无论是Put/Del操作，还是批量操作，底层都会为这些操作创建一个batch实例作为一个数据库操作的最小执行单元。因此首先介绍一下batch的组织结构。

在batch中，每一条数据项都按照上图格式进行编码。每条数据项编码后的第一位是这条数据项的类型（更新还是删除），之后是数据项key的长度，数据项key的内容；若该数据项不是删除操作，则再加上value的长度，value的内容。

batch中会维护一个size值，用于表示其中包含的数据量的大小。该size值为所有数据项key与value长度的累加，以及每条数据项额外的8个字节。这8个字节用于存储一条数据项额外的一些信息。

/*批量写入操作*/
class LEVELDB_EXPORT WriteBatch {
 public:
  ...

 private:
  /*如果将所有逻辑放在一个类中，
    任何内部修改都有可能影响公共接口。
    将内部逻辑分离，可以减少对外部接口的影响。*/
    
  friend class WriteBatchInternal;
    
  /*存储了该批次操作的具体格式和内容*/
  std::string rep_;  // See comment in write_batch.cc for the format of rep_
};

class WriteBatchInternal {
 public:
  static int Count(const WriteBatch* batch); // 计数
  static void SetCount(WriteBatch* batch, int n);

  static SequenceNumber Sequence(const WriteBatch* batch); // 序列号
  static void SetSequence(WriteBatch* batch, SequenceNumber seq);
  
  static Slice Contents(const WriteBatch* batch) {  // 内容
	  return Slice(batch->rep_); 
  }
  static size_t ByteSize(const WriteBatch* batch) {  // 字节大小
	  return batch->rep_.size(); 
  }
  static void SetContents(WriteBatch* batch, const Slice& contents);

  static Status InsertInto(const WriteBatch* batch, MemTable* memtable); // 插入

  static void Append(WriteBatch* dst, const WriteBatch* src); 
};

writeBatch是用户直接使用的接口，而writeBatchInternal是支撑其实现的工具类，提供底层的操作方法。

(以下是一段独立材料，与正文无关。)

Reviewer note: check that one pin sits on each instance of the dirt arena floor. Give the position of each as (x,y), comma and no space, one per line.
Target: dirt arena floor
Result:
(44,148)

WriteBatch中有比如put，delete，clear，ApproximateSize等类似的公共接口，用户可以用其进行执行批量操作。WriteBatchInternal中存在一些关于writeBatch相关的条目数量，内部内容，将其插入内存表，实现计数和内存管理等功能的类。

key值编码

当数据项从batch中写入到内存数据库中时，需要将一个key值的转换，即在leveldb内部，所有数据项的key是经过特殊编码的，这种格式称为internalKey。

internalkey在用户key的基础上，尾部追加了8个字节，用于存储（1）该操作对应的sequence number（2）该操作的类型。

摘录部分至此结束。